When I go to meetings or try to participate in discussions in classes and workshops I've taken, I often find that I cannot get in my words. People talk over me. I don't quite know how to interject without being rude and interrupting someone. Raising a hand doesn't seem to do it. So I sit back and wait for someone else to say what I wanted to say or to ask the question I had. What I find more and more lately is that no one does say what I meant to say, no one else does ask the question I wanted to ask.
I would like to teach myself how to speak up more.
Distracted. Went to gather the mail from our mailbox, muttered to myself as I glanced through to find a bank statement, credit card bill, invitation to yet another grad school open house.
"You're talking to yourself again," my girl said.
"Yes, I am," I said.
"You're always talking to yourself."
She's right. I'm always talking to myself. Here, there, everywhere. Maybe that's what I mean when I say that it doesn't really matter to me if anyone reads here or hears me. I'll "talk" anyway.
And, oh, I am so grateful for the right to speak out. I need to use my voice more often.
Still thinking about this, but as a friend suggested, the whole wiping slate clean and evolving into new digital creatures is a bit abstract for me. I didn't acknowledge that I am a concrete person until I was in my 30s and took a kind of a survey.

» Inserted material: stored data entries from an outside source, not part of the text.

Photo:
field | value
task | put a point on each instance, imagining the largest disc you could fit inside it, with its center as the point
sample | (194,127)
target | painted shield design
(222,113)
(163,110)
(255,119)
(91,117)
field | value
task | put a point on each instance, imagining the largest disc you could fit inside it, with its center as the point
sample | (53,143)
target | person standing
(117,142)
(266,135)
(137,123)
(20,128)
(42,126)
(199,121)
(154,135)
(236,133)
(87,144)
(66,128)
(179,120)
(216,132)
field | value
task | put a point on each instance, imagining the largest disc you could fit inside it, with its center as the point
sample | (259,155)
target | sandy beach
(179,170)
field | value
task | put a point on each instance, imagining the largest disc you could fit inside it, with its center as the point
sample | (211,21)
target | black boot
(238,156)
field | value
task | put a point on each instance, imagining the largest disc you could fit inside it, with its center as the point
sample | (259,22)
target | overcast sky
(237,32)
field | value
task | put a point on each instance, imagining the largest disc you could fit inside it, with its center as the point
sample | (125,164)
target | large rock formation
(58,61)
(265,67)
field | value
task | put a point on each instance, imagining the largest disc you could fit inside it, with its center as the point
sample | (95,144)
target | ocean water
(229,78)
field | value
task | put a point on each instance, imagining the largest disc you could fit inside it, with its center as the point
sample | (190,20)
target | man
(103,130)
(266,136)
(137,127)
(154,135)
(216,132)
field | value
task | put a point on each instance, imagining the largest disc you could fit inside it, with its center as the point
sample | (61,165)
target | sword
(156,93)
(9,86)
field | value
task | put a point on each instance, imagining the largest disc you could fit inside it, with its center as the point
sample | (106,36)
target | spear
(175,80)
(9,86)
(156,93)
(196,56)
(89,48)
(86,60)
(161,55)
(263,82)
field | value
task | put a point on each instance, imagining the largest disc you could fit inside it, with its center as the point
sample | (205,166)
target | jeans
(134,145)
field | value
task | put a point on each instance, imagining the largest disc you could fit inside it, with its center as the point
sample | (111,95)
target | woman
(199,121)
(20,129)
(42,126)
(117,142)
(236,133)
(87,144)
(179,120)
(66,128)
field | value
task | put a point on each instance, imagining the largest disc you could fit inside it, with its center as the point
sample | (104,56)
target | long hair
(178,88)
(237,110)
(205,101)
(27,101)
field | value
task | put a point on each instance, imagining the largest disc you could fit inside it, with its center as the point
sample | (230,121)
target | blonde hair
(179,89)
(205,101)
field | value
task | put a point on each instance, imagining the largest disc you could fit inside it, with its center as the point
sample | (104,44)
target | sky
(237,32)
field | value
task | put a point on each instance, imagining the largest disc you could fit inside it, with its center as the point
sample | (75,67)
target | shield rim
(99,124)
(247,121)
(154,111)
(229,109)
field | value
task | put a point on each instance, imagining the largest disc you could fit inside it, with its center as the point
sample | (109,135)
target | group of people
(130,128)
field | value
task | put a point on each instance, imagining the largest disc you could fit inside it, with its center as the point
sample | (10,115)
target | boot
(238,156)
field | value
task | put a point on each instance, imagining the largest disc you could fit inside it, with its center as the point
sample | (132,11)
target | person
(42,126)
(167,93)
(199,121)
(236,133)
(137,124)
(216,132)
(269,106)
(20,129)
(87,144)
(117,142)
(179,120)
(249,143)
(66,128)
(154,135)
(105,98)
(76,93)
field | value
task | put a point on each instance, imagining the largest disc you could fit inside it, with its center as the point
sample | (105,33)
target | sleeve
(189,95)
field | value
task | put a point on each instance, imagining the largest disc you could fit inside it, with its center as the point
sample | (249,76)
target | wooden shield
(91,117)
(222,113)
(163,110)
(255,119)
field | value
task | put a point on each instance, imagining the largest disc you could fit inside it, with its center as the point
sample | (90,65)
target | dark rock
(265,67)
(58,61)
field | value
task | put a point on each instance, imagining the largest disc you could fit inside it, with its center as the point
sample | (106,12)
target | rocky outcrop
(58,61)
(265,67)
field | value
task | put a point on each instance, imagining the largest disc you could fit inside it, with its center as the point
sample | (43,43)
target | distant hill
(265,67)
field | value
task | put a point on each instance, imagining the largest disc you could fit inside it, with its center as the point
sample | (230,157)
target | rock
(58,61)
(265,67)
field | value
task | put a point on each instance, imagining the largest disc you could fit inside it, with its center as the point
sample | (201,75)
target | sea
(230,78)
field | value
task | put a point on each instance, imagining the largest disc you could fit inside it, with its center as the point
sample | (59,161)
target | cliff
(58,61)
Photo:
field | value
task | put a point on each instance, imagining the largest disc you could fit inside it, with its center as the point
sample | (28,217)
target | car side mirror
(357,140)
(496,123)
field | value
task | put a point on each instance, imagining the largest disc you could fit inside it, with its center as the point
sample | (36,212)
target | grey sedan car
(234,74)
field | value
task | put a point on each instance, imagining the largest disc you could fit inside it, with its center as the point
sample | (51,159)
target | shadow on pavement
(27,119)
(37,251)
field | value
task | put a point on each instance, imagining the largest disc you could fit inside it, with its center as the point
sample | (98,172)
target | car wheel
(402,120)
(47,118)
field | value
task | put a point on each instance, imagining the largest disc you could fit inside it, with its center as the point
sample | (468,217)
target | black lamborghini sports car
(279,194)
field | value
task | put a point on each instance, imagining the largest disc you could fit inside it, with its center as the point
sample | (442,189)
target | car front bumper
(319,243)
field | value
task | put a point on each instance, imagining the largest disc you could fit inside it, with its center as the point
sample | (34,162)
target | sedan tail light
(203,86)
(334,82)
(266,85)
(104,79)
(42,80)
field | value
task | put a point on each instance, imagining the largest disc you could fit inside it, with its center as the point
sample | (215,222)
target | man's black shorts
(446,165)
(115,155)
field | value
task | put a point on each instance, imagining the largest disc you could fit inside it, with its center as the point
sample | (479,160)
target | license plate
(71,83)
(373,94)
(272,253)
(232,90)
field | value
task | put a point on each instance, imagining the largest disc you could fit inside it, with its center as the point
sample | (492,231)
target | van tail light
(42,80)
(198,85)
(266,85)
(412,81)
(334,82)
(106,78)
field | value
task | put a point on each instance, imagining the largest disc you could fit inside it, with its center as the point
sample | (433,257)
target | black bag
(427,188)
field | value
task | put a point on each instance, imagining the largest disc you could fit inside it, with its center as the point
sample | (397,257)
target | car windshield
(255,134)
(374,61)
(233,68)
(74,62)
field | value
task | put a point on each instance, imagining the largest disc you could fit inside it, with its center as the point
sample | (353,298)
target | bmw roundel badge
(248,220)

When my father's cancer metastasized from lung and bone to his brain, he began to forget things that made him feel like his true self. For me, he continued to be Daddy, a bit confused and muddled, fragile and more emotional (though my father was never afraid to show emotion), but still Daddy. For him, loss of memory meant loss of self. It was the thing he most feared when he was diagnosed with terminal, stage 4 adenocarcinoma. He wasn't afraid of dying. He was certain that he would join our mother when he died, whatever that meant to him. He was afraid of losing his intellect, his ability to read, to write, to think, to converse.
He never reached the state where he forgot us, his children, though I think he got a little confused about who was who, maybe confused my sister with me, a grandson with a son now and then. He always knew my daughter, saw her there with us in his little duplex in Texas even when she was home in Ohio, those last days, at least.
I haven't quite made the connection between wiping digital slates clean and my father's brain mets, but I'll get there eventually. This is not a finished thought. I suspect I rarely do finish thoughts. That's all right. I'll just think of myself as a conversation I pick up with myself after hours or days or months or years.